South Africa is a far larger and more diverse country than Zimbabwe. Ironically, the “idiotocacy” of the right and left are one of its strengths: such polarisation creates space for the more rational middle ground if the fringes are not allowed to dominate. The complete closure of that space in Zimbabwe is what has made it so difficult for the Movement for Democratic Change (MDC) to make any headway. The pillars of democracy: freedom of association, freedom of speech and an independent judiciary may be worn but they are still in tact in South Africa.

Leadership, however, is a serious concern. A telling barometer of leadership is how those in power view women, who constitute the often silent majority in all our countries. I have a vivid memory, while still a journalist in Zimbabwe, of Nelson Mandela’s first visit soon after his release from prison in 1990. Walking down the red carpet with Mugabe, he looked decidedly uncomfortable as he approached the ZANU women laying kangas that bore their leader’s image on the ground.

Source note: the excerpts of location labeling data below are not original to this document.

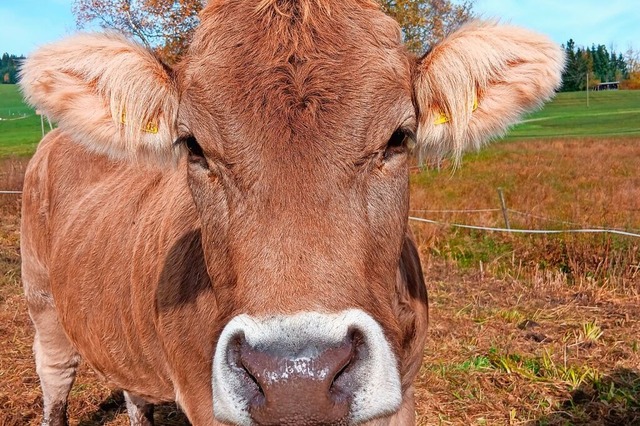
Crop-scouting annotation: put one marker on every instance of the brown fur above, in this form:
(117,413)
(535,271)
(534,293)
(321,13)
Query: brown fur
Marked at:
(295,205)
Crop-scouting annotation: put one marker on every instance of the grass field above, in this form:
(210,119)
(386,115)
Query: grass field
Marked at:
(525,329)
(20,129)
(610,113)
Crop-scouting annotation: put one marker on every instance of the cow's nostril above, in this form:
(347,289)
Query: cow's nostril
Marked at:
(251,389)
(312,384)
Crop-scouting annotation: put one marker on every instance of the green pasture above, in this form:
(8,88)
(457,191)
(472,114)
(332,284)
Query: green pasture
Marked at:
(610,113)
(20,128)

Mugabe, on the other hand, cringed when scores of South African women exiles broke from behind the barriers to embrace Mandela in a public display of equality.
That was South Africa’s first leader. Now we have Jacob Zuma: the populist; openly polygamous and promiscuous in his personal life; unable to articulate a clear vision for his country including on women’s rights, or to control the wayward tendencies in his African National Congress (ANC) party. The demise of the Commission on Gender Equality is symptomatic of a broader malaise in the task of strengthening and deepening democracy for which 27 April 1994 marked a mere beginning.

One of the most haunting media images I have as Zimbabwe turns thirty and South Africa sixteen is ANC Youth League leader Julius Malema wearing a Mugabe shirt and basking in the hallo of Zimbabwe’s octogenarian leader. The reprimand from Zuma and the ANC are welcome but one has learned to be sceptical about what will follow. Malema, it should be recalled, is appealing an Equality Court ruling that found him guilty of sexism in his crass statement that women who are raped don’t ask for taxi money in the morning.

At a moment we should be celebrating the ending of the worst forms of racism under white settler colonialism and emergence of rainbow nations that thrive on diversity we are crying two beloved countries. The only hope is that from these tears will emerge redemptive strategies and a clear Vision 2020. Too many have given too much for us to get lost so soon.

* Colleen Lowe Morna is Executive Director of Gender Links. The article, written in her personal capacity, forms part of the GL Opinion and Commentary Service that offers fresh views on every day news.